Hi,
I am using Nvidia model optimizer ( https://nvidia.github.io/Model-Optimizer/guides/\_pytorch_quantization.html ) and converting Yolov7 official object detection model to below quantizations -
AVAILABLE_CONFIGS = {
"int8_default": mtq.INT8_DEFAULT_CFG,
"int8_smoothquant": mtq.INT8_SMOOTHQUANT_CFG,
"fp8_default": mtq.FP8_DEFAULT_CFG, # For H100 and newer GPUs
"w4a8_awq": mtq.W4A8_AWQ_BETA_CFG, # 4-bit weights, 8-bit activations
}
The problem is I am able to convert and the accuracy is also pretty fine (not sure whether quantization is working fine or not). When I do the inferencing, the int4 model is running very slow.
Here is my code
model_q = mtq.quantize(model_c, config, forward_loop)
checkpoint = {
'state_dict': model_q.state_dict(),
}
model_name = 'weights/yolov7_' + config_name + '.pth'
torch.save(checkpoint, model_name)
How do I convert the int4 model to trt engine format so that I can run it faster?

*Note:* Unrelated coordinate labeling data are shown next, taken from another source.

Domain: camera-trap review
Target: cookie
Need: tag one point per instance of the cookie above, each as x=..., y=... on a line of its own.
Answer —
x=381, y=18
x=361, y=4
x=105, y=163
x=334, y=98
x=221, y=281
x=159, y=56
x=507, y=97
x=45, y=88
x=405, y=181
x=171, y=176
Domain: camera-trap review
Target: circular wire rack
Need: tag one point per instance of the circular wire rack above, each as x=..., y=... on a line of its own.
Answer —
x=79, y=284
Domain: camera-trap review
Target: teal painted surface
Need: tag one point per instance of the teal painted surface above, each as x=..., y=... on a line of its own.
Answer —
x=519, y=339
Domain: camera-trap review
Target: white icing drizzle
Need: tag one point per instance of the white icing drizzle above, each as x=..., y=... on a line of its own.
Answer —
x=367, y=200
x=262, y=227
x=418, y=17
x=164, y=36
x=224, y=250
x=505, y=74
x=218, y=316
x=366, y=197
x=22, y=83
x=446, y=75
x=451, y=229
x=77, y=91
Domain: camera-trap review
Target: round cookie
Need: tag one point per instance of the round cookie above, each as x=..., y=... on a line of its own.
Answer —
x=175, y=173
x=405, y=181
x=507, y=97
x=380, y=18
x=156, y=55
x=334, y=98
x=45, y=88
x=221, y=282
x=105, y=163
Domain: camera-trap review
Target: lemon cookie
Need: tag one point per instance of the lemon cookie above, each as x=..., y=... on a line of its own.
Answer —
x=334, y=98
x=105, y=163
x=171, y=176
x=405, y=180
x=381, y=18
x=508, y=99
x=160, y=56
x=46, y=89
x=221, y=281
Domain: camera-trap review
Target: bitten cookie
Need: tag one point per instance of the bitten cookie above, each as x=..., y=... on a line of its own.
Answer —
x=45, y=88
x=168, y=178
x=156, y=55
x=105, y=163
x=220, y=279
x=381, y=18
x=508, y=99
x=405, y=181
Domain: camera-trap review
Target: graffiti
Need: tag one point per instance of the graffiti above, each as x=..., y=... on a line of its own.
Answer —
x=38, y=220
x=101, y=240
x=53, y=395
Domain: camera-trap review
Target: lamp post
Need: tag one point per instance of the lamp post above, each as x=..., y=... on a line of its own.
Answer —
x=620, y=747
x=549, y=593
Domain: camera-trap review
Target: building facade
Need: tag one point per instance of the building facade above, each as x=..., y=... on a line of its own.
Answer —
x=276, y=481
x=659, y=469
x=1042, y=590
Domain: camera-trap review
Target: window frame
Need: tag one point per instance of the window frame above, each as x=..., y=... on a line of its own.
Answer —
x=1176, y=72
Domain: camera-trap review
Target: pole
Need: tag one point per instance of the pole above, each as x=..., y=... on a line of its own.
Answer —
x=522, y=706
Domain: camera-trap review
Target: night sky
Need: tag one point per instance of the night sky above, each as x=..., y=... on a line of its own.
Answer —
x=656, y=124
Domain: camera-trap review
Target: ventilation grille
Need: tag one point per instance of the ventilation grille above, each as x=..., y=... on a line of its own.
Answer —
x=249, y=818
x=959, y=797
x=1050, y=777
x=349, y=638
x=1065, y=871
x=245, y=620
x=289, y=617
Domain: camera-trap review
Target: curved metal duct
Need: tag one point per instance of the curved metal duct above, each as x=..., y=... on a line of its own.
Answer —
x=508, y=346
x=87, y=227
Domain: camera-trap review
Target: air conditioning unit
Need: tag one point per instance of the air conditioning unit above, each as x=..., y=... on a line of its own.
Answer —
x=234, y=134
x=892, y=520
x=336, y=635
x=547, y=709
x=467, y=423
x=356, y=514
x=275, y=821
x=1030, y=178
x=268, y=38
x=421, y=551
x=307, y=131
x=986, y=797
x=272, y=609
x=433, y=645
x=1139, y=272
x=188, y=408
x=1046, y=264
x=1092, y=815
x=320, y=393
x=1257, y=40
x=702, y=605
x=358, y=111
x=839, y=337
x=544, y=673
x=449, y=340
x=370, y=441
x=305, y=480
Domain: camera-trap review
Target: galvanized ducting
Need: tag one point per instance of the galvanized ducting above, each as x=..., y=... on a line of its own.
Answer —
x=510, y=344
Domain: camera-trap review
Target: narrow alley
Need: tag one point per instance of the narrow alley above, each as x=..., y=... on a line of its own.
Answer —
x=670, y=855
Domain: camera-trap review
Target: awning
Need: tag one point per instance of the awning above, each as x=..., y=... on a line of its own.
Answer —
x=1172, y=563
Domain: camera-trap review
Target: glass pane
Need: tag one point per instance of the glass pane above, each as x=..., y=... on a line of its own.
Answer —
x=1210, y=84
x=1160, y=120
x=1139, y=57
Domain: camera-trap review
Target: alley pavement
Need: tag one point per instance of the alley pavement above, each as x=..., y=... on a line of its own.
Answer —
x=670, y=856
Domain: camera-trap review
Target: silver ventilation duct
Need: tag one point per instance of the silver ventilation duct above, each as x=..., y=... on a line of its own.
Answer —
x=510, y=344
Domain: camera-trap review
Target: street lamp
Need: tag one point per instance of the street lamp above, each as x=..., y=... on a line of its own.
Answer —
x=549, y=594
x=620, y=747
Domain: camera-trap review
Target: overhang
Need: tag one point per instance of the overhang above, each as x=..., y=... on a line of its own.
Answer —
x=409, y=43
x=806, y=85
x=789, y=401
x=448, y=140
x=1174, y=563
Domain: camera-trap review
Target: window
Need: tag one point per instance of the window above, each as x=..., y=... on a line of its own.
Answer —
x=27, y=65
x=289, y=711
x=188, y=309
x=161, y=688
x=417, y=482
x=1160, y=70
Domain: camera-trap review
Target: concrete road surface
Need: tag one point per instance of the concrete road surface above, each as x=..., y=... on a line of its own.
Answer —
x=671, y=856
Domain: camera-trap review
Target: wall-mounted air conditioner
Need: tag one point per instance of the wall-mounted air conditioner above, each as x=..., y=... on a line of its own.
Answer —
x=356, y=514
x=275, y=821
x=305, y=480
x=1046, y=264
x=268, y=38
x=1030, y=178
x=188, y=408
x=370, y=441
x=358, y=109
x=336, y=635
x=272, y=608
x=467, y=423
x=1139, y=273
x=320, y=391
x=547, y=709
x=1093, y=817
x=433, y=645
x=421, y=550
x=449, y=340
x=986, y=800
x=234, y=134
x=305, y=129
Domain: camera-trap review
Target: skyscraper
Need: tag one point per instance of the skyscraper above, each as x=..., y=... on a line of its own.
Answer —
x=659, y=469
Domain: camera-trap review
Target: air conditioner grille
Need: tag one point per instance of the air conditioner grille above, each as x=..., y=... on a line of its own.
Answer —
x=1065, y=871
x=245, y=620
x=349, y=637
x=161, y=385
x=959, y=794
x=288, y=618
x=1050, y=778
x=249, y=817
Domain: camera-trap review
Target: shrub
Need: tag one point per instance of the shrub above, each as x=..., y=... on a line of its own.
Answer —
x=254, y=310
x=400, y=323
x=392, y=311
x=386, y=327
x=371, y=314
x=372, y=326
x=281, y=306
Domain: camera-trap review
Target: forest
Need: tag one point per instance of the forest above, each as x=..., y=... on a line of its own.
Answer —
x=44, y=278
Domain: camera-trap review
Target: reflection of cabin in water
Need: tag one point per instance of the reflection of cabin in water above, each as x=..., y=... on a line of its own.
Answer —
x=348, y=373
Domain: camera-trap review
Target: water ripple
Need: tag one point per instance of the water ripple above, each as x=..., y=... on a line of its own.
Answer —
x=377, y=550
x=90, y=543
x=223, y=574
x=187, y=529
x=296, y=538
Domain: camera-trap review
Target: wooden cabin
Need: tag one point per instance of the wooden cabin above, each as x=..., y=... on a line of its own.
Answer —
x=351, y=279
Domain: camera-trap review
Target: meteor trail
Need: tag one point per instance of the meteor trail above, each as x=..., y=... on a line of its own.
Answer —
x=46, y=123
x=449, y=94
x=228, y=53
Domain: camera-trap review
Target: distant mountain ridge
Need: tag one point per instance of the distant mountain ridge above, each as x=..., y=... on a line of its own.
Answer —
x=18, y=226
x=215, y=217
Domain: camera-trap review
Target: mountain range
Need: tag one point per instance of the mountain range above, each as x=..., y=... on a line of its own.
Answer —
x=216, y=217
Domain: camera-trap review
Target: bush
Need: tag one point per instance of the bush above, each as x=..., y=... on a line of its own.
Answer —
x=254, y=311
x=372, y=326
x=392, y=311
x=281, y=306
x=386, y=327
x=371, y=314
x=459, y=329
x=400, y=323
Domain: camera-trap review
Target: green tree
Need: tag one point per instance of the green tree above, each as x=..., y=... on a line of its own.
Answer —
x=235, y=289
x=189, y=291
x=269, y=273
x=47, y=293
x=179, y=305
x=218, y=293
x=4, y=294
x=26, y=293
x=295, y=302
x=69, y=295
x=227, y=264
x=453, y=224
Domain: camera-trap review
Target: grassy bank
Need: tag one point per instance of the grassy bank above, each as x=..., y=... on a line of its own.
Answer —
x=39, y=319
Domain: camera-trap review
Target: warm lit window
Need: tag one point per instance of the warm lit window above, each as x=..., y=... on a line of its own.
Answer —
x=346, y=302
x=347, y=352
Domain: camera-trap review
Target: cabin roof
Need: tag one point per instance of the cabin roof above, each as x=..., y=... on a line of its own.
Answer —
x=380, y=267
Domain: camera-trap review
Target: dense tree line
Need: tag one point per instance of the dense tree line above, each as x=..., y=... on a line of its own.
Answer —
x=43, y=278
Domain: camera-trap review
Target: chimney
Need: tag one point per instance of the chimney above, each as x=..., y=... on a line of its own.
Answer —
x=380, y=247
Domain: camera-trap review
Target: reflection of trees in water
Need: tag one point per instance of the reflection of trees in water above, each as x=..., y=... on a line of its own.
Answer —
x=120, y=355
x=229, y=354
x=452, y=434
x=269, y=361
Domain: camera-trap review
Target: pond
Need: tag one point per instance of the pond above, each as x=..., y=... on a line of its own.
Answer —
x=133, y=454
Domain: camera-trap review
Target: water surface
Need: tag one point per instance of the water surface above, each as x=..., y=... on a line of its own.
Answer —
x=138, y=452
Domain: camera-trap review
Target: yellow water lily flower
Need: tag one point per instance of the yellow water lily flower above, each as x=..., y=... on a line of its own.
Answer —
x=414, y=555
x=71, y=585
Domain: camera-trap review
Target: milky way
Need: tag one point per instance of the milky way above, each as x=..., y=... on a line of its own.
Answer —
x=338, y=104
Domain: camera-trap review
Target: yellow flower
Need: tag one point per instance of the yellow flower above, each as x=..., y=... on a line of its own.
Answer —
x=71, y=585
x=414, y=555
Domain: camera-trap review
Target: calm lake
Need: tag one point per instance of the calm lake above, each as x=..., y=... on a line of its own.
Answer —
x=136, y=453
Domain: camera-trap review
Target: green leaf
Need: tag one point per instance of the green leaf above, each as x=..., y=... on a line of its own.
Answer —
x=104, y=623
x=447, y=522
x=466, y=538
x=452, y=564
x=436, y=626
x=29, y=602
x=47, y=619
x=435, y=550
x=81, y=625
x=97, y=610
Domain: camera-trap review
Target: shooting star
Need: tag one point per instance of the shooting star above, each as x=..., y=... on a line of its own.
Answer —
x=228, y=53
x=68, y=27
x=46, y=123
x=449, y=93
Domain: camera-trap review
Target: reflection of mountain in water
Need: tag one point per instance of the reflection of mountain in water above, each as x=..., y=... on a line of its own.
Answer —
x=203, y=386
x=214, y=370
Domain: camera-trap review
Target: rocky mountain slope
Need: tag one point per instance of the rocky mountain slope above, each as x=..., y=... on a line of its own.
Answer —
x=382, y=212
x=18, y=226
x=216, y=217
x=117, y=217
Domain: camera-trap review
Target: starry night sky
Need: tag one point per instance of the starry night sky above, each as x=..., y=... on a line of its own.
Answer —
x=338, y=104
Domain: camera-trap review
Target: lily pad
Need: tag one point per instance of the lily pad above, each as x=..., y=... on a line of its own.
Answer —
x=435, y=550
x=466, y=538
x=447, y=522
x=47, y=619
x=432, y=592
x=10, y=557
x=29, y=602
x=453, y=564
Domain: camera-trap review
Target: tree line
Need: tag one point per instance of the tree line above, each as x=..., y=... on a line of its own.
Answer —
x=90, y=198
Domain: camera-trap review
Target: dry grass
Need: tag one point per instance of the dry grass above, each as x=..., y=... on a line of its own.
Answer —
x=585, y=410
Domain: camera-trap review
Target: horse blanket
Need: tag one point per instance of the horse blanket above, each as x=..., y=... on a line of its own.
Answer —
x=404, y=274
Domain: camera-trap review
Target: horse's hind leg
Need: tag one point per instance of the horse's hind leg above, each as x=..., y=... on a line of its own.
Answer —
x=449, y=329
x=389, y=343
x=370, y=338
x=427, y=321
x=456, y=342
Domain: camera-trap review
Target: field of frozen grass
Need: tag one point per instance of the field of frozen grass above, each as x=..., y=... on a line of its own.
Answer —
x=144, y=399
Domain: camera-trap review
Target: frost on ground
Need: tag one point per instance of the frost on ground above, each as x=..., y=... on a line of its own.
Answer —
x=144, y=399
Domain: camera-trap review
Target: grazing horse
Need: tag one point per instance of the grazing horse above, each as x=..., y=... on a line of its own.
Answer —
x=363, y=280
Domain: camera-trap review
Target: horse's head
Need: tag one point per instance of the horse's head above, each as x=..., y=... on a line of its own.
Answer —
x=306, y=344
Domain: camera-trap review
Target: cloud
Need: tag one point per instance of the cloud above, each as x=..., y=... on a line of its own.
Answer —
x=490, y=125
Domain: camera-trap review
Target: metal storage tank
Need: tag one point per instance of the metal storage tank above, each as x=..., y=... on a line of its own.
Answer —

Also, what does this mean?
================================================================================
Testing quantization config: w4a8_awq
Config details: {'quant_cfg': {'*weight_quantizer': [{'num_bits': 4, 'block_sizes': {-1: 128, 'type': 'static'}, 'enable': True}, {'num_bits': (4, 3), 'axis': None, 'enable': True}], '*input_quantizer': {'num_bits': (4, 3), 'axis': None, 'enable': True}, 'nn.BatchNorm1d': {'*': {'enable': False}}, 'nn.BatchNorm2d': {'*': {'enable': False}}, 'nn.BatchNorm3d': {'*': {'enable': False}}, 'nn.LeakyReLU': {'*': {'enable': False}}, '*lm_head*': {'enable': False}, '*proj_out.*': {'enable': False}, '*block_sparse_moe.gate*': {'enable': False}, '*router*': {'enable': False}, '*mlp.gate.*': {'enable': False}, '*mlp.shared_expert_gate.*': {'enable': False}, '*output_layer*': {'enable': False}, 'output.*': {'enable': False}, 'default': {'enable': False}}, 'algorithm': 'awq_lite'}
================================================================================
Thanks